What you should have:
- A bachelor’s degree, preferably in Cyber Security, Computer Security, Information Systems Security, Computer Science or in a related field. An equivalent combination of related education and work experience may be considered.
- A minimum of five (5) years of increasing responsibilities and relevant work, experience/expertise in IT Security and/or in information security.
- Strong communication (written and verbal) and interpersonal skills, including the ability to negotiate, influence and challenge various audiences.
- An experience working in a highly regulated environment (such as a financial institution).
- An experience in overseeing the IT/network operations of a corporation.
- An experience in writing complex risk analysis/risk assessment reports for a variety of audiences (technical and non-technical).
It would be great if you also had:
- A professional designation, such as Certified in Risk and Information Systems Control (CRISC), Certified Information Systems Security Professional (CISSP), Certified in the Governance of Enterprise IT (CGEIT) or other relevant IT Security licence, designation, or certificate.

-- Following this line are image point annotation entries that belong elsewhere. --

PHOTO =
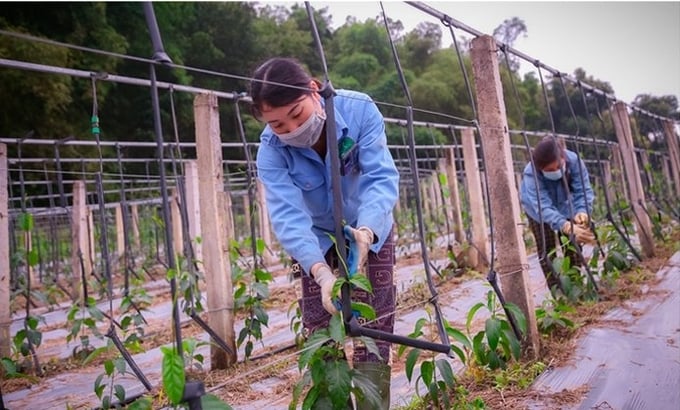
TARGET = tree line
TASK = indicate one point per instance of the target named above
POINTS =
(233, 38)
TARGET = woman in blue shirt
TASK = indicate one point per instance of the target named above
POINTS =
(293, 164)
(549, 209)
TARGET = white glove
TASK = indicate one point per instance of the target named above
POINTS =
(363, 237)
(582, 234)
(323, 276)
(581, 218)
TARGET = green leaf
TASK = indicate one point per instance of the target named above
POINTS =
(261, 289)
(478, 348)
(212, 402)
(515, 347)
(108, 367)
(261, 315)
(446, 372)
(339, 382)
(119, 392)
(371, 346)
(493, 332)
(367, 386)
(494, 361)
(427, 372)
(361, 281)
(143, 403)
(411, 360)
(25, 222)
(365, 310)
(99, 386)
(336, 329)
(262, 275)
(311, 398)
(459, 336)
(519, 317)
(173, 376)
(459, 353)
(259, 246)
(471, 314)
(120, 365)
(32, 257)
(313, 343)
(418, 329)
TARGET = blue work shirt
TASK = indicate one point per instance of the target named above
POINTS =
(298, 183)
(554, 200)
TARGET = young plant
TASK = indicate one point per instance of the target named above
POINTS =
(436, 374)
(328, 380)
(552, 316)
(249, 294)
(497, 344)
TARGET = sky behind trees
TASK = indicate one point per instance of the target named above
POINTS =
(635, 46)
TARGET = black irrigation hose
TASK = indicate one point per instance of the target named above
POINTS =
(111, 334)
(632, 208)
(353, 327)
(543, 254)
(610, 217)
(492, 276)
(581, 164)
(161, 57)
(444, 347)
(27, 249)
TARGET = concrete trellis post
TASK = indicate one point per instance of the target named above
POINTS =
(512, 265)
(220, 299)
(193, 207)
(674, 151)
(637, 193)
(120, 233)
(134, 224)
(454, 195)
(607, 177)
(479, 229)
(80, 240)
(644, 159)
(246, 211)
(666, 172)
(617, 169)
(5, 318)
(264, 224)
(176, 221)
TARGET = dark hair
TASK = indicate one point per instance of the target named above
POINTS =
(546, 152)
(266, 84)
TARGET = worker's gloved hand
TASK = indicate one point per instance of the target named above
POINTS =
(362, 238)
(581, 218)
(581, 233)
(323, 276)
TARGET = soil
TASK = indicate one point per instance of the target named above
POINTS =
(235, 385)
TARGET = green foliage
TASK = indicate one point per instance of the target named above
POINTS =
(435, 374)
(173, 374)
(251, 288)
(518, 375)
(553, 315)
(497, 344)
(328, 380)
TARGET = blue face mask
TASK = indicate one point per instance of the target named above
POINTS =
(553, 175)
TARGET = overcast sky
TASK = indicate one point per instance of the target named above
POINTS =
(635, 46)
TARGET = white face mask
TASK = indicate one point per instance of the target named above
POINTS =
(554, 175)
(306, 134)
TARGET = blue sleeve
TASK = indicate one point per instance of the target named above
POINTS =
(379, 180)
(582, 192)
(291, 224)
(531, 201)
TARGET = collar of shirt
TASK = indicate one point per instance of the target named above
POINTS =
(269, 137)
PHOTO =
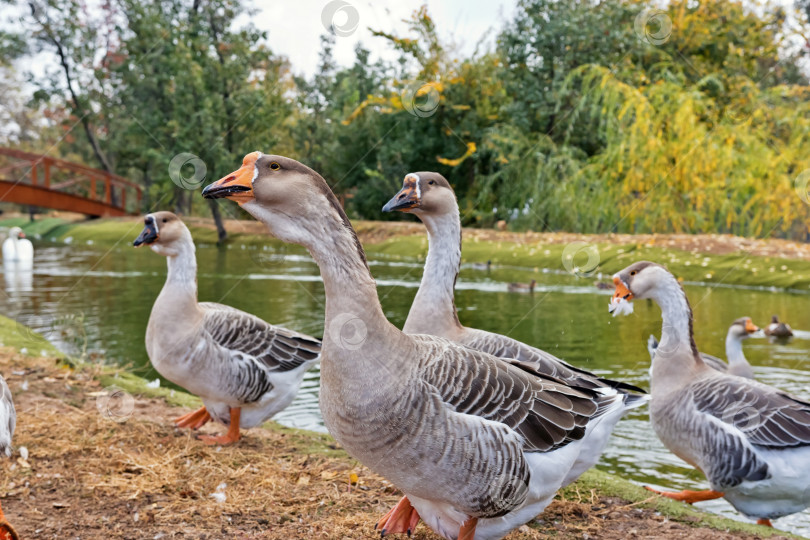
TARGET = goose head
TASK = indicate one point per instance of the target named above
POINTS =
(285, 195)
(641, 280)
(742, 328)
(16, 233)
(164, 232)
(424, 193)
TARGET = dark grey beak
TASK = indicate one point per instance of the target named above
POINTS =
(148, 235)
(403, 201)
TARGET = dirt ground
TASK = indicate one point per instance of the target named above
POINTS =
(96, 468)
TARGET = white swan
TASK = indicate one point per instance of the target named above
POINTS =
(8, 420)
(17, 248)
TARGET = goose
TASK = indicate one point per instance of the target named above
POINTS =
(429, 196)
(752, 441)
(479, 445)
(740, 330)
(778, 328)
(522, 287)
(244, 369)
(17, 248)
(8, 421)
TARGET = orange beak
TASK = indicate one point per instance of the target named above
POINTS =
(237, 186)
(407, 198)
(621, 290)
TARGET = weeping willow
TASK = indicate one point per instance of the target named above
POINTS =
(676, 159)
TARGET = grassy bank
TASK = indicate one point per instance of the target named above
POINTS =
(701, 258)
(92, 474)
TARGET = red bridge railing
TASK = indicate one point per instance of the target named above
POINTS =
(45, 181)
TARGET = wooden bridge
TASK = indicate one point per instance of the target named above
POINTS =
(38, 180)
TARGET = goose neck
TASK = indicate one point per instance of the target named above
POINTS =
(677, 356)
(433, 310)
(734, 352)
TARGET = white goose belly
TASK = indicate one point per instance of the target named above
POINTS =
(787, 491)
(285, 388)
(548, 471)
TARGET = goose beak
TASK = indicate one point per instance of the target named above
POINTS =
(408, 197)
(237, 186)
(148, 235)
(622, 292)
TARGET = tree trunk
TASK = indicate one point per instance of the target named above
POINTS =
(222, 234)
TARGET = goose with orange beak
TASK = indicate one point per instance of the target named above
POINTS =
(478, 444)
(752, 441)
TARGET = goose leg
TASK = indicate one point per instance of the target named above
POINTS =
(402, 518)
(687, 496)
(233, 430)
(7, 532)
(467, 531)
(193, 420)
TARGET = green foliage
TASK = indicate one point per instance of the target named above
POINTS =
(585, 116)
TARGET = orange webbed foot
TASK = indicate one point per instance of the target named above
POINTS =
(467, 531)
(7, 532)
(402, 518)
(193, 420)
(689, 497)
(233, 431)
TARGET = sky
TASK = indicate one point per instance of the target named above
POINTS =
(294, 27)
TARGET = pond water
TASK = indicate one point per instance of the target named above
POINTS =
(98, 301)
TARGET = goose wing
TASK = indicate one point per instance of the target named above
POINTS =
(714, 362)
(765, 416)
(539, 360)
(546, 412)
(277, 348)
(479, 417)
(8, 418)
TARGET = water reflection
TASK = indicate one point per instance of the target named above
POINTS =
(110, 295)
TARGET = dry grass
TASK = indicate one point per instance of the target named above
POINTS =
(91, 477)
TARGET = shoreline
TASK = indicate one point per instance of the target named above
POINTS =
(107, 468)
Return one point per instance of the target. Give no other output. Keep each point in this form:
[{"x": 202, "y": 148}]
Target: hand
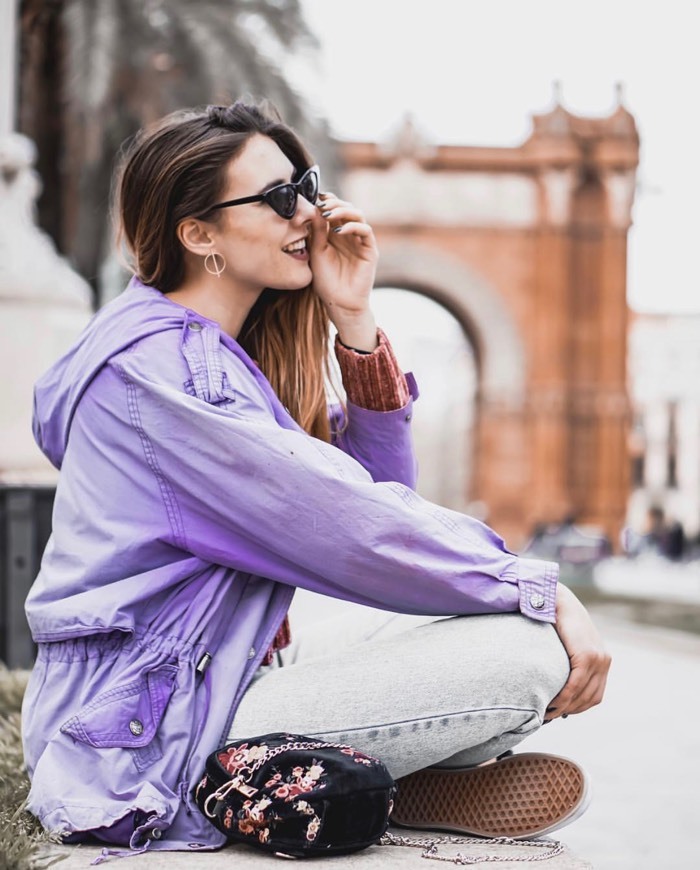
[
  {"x": 343, "y": 260},
  {"x": 588, "y": 659}
]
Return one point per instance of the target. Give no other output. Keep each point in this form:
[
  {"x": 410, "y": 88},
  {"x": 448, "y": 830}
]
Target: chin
[{"x": 293, "y": 283}]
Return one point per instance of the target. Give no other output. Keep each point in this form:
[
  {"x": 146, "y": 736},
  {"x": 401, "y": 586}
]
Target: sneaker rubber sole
[{"x": 520, "y": 796}]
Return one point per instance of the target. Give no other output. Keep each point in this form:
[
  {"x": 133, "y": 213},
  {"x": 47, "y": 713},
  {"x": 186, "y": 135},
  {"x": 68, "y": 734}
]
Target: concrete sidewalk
[
  {"x": 641, "y": 748},
  {"x": 384, "y": 857}
]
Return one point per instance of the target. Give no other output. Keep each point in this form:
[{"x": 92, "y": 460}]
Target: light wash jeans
[{"x": 413, "y": 691}]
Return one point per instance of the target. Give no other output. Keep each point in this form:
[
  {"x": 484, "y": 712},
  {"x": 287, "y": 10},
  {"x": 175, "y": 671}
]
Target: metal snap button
[{"x": 537, "y": 601}]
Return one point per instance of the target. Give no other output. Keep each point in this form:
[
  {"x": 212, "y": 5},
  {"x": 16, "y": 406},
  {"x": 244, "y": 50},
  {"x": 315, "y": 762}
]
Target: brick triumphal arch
[{"x": 527, "y": 247}]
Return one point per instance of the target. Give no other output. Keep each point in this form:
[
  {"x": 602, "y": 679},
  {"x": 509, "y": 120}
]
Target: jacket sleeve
[
  {"x": 376, "y": 430},
  {"x": 240, "y": 490}
]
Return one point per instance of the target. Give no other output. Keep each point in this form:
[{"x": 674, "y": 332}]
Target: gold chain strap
[{"x": 545, "y": 849}]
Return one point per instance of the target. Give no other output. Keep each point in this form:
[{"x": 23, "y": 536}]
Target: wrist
[{"x": 356, "y": 330}]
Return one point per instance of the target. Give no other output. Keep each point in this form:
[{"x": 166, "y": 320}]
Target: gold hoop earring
[{"x": 214, "y": 268}]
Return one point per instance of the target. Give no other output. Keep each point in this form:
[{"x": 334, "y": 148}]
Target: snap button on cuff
[{"x": 537, "y": 601}]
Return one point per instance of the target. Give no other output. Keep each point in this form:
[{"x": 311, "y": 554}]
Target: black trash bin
[{"x": 25, "y": 527}]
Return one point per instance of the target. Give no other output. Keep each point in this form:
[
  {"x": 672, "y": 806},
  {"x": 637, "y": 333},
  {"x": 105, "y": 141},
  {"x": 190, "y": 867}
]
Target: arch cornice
[{"x": 500, "y": 350}]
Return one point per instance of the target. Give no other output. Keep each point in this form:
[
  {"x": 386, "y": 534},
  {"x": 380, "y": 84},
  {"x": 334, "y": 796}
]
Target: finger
[
  {"x": 573, "y": 688},
  {"x": 355, "y": 228},
  {"x": 343, "y": 212},
  {"x": 319, "y": 233},
  {"x": 582, "y": 691}
]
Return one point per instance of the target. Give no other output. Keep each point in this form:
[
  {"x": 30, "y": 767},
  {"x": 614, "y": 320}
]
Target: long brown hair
[{"x": 176, "y": 169}]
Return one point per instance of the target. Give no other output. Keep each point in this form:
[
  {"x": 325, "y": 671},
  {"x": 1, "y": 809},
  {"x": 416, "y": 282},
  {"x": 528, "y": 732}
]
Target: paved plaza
[{"x": 641, "y": 747}]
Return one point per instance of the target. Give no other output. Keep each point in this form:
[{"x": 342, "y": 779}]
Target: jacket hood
[{"x": 136, "y": 313}]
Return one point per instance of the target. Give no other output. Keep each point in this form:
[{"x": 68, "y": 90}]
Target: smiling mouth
[{"x": 296, "y": 249}]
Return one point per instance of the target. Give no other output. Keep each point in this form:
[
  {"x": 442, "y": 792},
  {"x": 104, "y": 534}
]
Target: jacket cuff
[
  {"x": 537, "y": 584},
  {"x": 373, "y": 381}
]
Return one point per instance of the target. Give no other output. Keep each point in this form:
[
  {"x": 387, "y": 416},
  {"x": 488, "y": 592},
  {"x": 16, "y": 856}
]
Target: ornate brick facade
[{"x": 527, "y": 246}]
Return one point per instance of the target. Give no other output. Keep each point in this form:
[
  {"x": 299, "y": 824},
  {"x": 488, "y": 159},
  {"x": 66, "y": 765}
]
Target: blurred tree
[{"x": 93, "y": 71}]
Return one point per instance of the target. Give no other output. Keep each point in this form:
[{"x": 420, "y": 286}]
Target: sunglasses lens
[{"x": 283, "y": 200}]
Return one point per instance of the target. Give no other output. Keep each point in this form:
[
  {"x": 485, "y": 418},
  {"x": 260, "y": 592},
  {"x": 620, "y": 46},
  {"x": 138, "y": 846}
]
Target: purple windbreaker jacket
[{"x": 189, "y": 507}]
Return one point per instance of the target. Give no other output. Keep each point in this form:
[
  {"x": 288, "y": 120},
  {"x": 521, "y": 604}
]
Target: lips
[{"x": 298, "y": 247}]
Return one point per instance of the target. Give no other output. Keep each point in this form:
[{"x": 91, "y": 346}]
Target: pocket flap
[{"x": 126, "y": 715}]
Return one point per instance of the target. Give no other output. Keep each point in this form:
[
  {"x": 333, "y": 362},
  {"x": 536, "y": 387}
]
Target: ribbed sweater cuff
[{"x": 373, "y": 381}]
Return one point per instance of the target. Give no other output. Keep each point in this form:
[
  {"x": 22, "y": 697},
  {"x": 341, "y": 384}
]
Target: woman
[{"x": 203, "y": 480}]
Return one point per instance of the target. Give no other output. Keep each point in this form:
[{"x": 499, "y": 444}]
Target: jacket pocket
[{"x": 127, "y": 716}]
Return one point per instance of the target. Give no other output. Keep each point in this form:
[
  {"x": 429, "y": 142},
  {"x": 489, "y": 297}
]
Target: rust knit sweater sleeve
[{"x": 372, "y": 380}]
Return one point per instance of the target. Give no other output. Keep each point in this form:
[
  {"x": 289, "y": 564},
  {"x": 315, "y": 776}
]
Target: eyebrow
[{"x": 275, "y": 183}]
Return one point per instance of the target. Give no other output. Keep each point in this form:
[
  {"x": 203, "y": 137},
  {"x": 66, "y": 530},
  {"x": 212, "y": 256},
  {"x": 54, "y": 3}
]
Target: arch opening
[{"x": 437, "y": 347}]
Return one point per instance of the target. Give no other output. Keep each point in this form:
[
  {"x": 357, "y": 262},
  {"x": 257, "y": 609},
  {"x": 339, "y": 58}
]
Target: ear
[{"x": 195, "y": 236}]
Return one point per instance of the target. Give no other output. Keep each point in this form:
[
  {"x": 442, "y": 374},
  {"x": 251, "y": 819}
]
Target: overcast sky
[{"x": 474, "y": 72}]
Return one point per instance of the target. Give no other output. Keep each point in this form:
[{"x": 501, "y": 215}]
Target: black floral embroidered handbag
[{"x": 296, "y": 796}]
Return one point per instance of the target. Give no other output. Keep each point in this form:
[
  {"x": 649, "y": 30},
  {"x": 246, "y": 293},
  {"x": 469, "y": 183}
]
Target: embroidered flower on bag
[
  {"x": 313, "y": 829},
  {"x": 298, "y": 782},
  {"x": 236, "y": 758}
]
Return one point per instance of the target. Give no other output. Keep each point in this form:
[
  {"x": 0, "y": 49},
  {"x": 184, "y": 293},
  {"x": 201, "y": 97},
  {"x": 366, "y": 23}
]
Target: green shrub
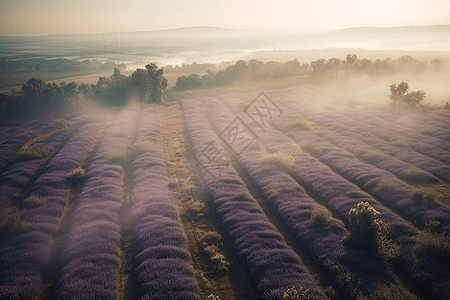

- Bilingualism (English and French).
- An experience and knowledge of security technologies such as identity management, computer forensics, application security and network security technologies.
- An experience and/or knowledge of recognized standards. E.g. NIST CSF, ISO 27001/27002, ITSG-33, etc.
- A knowledge of Canadian laws and Government of Canada regulatory requirements and standards. E.g. Treasury Board, Office of the Superintendent of Financial Institutes, etc.
Posting closing date: Note, the competition may remain active until filled.
Our commitment to diversity, equity, and inclusion
We’re committed to employment equity and encourage women, Indigenous Peoples, persons with disabilities, veterans and persons of all races, ethnicities, religions, abilities, sexual orientations, and gender identities and expressions to apply. We also welcome applications from non-Canadians who are eligible to work in Canada.
CMHC is an inclusive workplace where diversity of thought – and of people – are recognized, valued, and considered essential to achieving our mission.
Learn more about our commitment to diversity and inclusion
What happens after you apply
We know that applying for a new job can be both exciting and daunting, and we appreciate your effort. Learn more about our hiring process. If you are selected for an interview or testing, please advise us if you require an accommodation.
If you applied before and you were not successful don’t worry – we're always posting new positions, so don’t hesitate to give it another shot. We’re excited to see what you bring to the table this time around!